Quand l’Académie vous a donné ses suffrages pour réparer la perte de celuy que nous regrettons, elle n’a pas eu égard à la conformité de vos estudes ; Elle n’a pas songé que vous estant appliqué comme luy à la Poësie, vous avez pris la mesme route dans l’Empire des Lettres. Ce genre de ressemblance ne l’a jamais déterminé. Quelquefois à un Poëte succede un Historien, à un Ministre puissant un Autheur qui n’a pour thrésors que ses vers, & pour fortune que sa réputation : au Chef de la Justice un Sçavant qui n’a jamais connu d’autre procés que celuy des Anciens avec les Modernes.

Et pour suivre, Monsieur, vostre idée si juste qu’il semble que vous ayez déja assisté à nos Conférences, & gousté la douceur de nostre commerce, à costé de la pourpre & souvent au-dessus est assis un Ecrivain qui n’a pour équipage que son érudition, inconnu peut-estre de ses compatriotes, célèbre chez les Etrangers, négligé quarnd on le voit, respecté quand on le nomme.

La naissance ne donne pas icy de privilège, ny la dignité de rang, ny le crédit de faveur. Les uns se despouillent de leurs titres, les autres de leur gloire, tous de leurs préjugés.

La grandeur s’éclypse, l’autorité se soumet, la réputation mesme s’oublie, la supériorité des talens trouve icy place, mais ne cherche pas de distinction, & le mérite qui y procure l’entrée n’y donne pas de préseance.

Vous avez, Monsieur, tout dit en un mot, quand vous avez dépeint ces esprits dégagés, qui ont le goust du Vrai & l’idée du Solide. Caractère que nous cherchons pour un travail utile aux nations étrangères, glorieux à la nostre : & pour étudier une éloquence, qui a le bien public pour but, la vérité pour regle, l’antiquité pour modèle, la postérité pour Juge, & la gloire du Roy pour recompense. Caractère, dis-je, qui seul peut faire l’éloge, & qui seul doit faire le choix d’un Académicien.
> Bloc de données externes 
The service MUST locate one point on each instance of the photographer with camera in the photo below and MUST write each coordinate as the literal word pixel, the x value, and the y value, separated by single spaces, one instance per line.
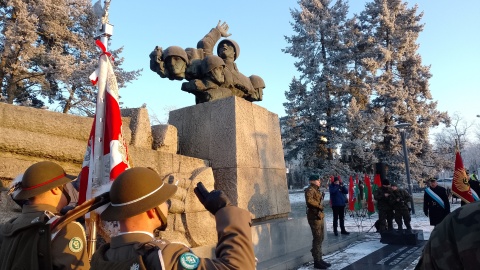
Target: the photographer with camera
pixel 315 216
pixel 400 200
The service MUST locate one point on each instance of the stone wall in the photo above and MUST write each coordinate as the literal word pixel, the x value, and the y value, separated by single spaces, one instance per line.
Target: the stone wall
pixel 242 142
pixel 30 135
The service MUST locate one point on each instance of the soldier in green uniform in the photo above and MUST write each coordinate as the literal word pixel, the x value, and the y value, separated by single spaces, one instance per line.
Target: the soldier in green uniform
pixel 43 189
pixel 139 201
pixel 315 216
pixel 400 199
pixel 455 242
pixel 385 210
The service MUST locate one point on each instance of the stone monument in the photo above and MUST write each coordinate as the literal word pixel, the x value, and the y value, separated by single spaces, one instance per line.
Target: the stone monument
pixel 242 143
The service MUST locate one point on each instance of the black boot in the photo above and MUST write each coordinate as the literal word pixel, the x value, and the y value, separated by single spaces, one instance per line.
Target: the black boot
pixel 342 227
pixel 325 263
pixel 319 265
pixel 390 225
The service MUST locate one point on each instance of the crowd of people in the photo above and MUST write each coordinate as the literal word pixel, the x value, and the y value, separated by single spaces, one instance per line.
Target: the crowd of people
pixel 447 248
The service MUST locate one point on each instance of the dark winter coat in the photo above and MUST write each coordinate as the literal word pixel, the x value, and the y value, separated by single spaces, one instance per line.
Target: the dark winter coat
pixel 383 202
pixel 434 210
pixel 337 197
pixel 233 251
pixel 400 199
pixel 314 200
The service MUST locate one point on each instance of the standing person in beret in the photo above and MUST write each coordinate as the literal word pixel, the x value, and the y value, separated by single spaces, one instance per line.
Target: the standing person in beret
pixel 384 205
pixel 435 202
pixel 42 188
pixel 140 201
pixel 315 216
pixel 400 200
pixel 338 199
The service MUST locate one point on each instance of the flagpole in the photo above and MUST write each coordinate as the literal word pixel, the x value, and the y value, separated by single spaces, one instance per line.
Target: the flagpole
pixel 98 172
Nous en avons perdu un, assidu à nos Exercices, plein de vénération pour la Compagnie pour qui la Compagnie avoit beaucoup de tendresse : dans ses jeunes années, il trouva l’appuy d’une noble famille, dont le nom nous sera tousjours cher, qui sembla l’adopter, parce que tous les gens d’esprit paroissoient naturellement en estre.
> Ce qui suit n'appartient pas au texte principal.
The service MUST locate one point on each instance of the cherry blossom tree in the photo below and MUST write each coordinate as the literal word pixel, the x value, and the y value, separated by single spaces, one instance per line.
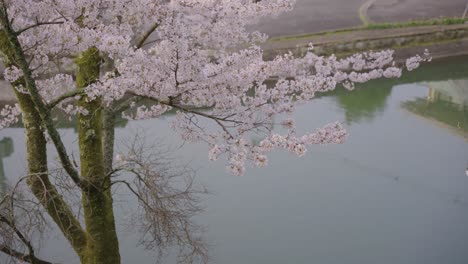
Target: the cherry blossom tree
pixel 98 59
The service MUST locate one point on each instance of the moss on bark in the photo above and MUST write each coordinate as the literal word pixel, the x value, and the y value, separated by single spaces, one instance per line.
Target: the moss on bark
pixel 102 247
pixel 36 147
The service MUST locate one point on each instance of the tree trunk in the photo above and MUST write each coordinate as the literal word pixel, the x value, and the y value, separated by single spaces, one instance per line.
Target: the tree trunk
pixel 102 246
pixel 38 181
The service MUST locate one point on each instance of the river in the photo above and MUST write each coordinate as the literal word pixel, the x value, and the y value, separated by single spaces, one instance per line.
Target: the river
pixel 396 192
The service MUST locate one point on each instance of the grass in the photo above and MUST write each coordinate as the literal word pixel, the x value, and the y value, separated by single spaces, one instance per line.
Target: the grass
pixel 379 26
pixel 419 23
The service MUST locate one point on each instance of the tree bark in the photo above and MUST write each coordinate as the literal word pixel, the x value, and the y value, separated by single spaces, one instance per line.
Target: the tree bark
pixel 102 246
pixel 38 181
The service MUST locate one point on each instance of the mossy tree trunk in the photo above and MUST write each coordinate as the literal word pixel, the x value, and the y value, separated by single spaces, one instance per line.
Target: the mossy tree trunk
pixel 102 246
pixel 38 180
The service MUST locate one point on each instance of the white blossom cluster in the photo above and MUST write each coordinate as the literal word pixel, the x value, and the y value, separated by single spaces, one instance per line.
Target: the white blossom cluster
pixel 194 56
Sans trop consulter quel usage il devoit faire du sien, il s’estudia à faire des pièces de Theatre: Porcie luy attira des applaudissemens. Il en composa d’autres, dont le sort ne fut pas tousjours égal. Mais sans que le caprice de l’approbation populaire luy ostast le courage, soustenant tousjours l’honneur de ses talens malgré les variations du Public, appellant enfin au secours de sa réputation la sainteté du sujet, il éleva ses muses & sa gloire par le succès d’une Héroïne sacrée que tout Paris a honoré de sa présence. Tant il est vray qu’on ne réussit jamais mieux que de concert avec la vérité. Témoin ses Cantiques & ses Paraphrases qu’on écoutoit avec plaisir toutes les fois que nous ouvrions nos portes, faisant icy comme amende honorable à la Poésie Chrestienne, qui n’a pas eu pour luy l’ingratitude de la profane, & qui l’a bien dédommagé par les larmes que Judith a fait répandre.

Homme franc, cordial, bon critique sans estre rigoureux, qui découvroit les beautez, excusoit les fautes, faisant grace aux autres, & souffrant qu’on luy fit justice.

Indulgent & docile, d’un esprit facile & laborieux, malgré son feu, modéré Malgré le génie de son art, sincere, & malgré celui de sa nation, modeste. Il a décrit les passions sans en estre troublé, cherchant la bienséance dans ses Ouvrages, l’ayant tousjours observée dans ses mœurs. Heureux d’avoir travaillé toute la vie pour aller à la belle gloire, mille fois plus heureux d’avoir enfin estudié & parlé le saint langage pour apprendre à la mépriser.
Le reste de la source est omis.